【特集2】豪雪地帯でも再エネを拡大へ 垂直・傾斜設置の太陽光設備が登場

2024年1月3日

【雪国太陽光】

 日本の国土面積のうち51%が豪雪地帯で、同地域に居住する人口は全体の15%と少なくない。2050年カーボンニュートラルを目指す上で、このような地域にどのように再生可能エネルギーを設置・導入していくかは今後、課題になっていくだろう。
 固定価格買い取り(FIT)制度が開始した直後には、4m近い積雪がある地域に設置対策なしにメガソーラーを建設し、春を待たずして全壊した事例もある。
 現在、雪国で太陽光を導入する際に、採用されるのがパネルを垂直に近い角度で設置する方式だ。こうすることで、雪が積もらず滑り落ちる。パネルにへばりついた雪も発電時の熱で溶けていく。
 雪国ならではのメリットもある。積雪があって晴天という条件が重なると発電出力が上がるのだ。家庭向けに雪国太陽光を手掛ける太陽光生活研究所では、顧客宅の発電量データを定量的に取得したところ、定格出力が3.4kWの設備で1.6倍の5.4kWに達したとのことだ。

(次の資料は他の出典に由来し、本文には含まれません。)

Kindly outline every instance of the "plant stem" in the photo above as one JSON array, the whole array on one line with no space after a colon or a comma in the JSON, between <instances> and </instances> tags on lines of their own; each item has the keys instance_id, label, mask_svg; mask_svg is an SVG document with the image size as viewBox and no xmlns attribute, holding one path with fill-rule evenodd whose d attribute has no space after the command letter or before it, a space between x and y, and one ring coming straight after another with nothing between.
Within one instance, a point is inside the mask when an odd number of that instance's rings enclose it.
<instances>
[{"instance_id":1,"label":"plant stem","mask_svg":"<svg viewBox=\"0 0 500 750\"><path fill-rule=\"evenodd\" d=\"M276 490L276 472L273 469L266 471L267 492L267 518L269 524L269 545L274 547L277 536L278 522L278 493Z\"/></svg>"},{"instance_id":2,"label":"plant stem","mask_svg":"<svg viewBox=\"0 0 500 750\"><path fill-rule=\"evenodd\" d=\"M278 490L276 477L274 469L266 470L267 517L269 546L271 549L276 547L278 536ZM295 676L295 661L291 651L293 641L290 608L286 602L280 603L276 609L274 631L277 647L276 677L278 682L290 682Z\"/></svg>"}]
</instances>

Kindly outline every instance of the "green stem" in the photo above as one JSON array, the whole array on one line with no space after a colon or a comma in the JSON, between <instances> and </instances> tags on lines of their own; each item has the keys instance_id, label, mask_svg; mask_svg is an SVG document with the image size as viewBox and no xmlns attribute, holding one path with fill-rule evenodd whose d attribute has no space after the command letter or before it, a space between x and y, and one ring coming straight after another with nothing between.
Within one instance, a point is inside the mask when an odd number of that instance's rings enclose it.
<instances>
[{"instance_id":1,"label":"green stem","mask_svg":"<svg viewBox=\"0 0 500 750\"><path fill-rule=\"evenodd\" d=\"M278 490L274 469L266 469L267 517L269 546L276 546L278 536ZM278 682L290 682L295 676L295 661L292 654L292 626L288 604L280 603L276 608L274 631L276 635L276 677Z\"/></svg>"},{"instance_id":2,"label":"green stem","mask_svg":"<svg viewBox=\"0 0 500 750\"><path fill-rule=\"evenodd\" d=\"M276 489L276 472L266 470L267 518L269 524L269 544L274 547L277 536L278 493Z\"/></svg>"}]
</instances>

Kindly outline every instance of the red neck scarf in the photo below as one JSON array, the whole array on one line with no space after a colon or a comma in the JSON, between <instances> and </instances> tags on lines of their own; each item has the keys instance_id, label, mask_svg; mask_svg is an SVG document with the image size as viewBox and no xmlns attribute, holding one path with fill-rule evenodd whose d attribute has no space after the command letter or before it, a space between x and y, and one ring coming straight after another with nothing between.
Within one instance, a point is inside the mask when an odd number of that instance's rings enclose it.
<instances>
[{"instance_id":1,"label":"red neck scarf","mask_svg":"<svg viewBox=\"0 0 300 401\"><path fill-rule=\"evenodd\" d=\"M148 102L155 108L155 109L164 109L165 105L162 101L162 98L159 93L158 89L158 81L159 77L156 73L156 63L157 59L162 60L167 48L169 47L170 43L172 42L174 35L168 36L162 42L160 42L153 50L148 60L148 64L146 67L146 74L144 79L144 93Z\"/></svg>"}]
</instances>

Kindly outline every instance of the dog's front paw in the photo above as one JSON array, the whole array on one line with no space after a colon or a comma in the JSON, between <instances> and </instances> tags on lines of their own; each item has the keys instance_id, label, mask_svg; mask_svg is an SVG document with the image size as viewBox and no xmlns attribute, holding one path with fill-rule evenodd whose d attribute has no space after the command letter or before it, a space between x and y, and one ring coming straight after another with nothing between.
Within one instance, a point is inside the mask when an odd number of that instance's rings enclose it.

エア・ウォーターの垂直型太陽光発電システム「VERPA」


 エア・ウォーターが手掛ける垂直型太陽光発電システム「VER
PA(ヴァルパ)」は豪雪地帯でも設置可能。パネル両面で受光発電できるため、平置き型・傾斜型と比較しても年間発電量に大きな差がない。こちらも地面からの反射光によって、優れた発電量を期待できるという。
 こうした再エネ未開の地に向けた商品開発がこれから盛り上がっていきそうだ。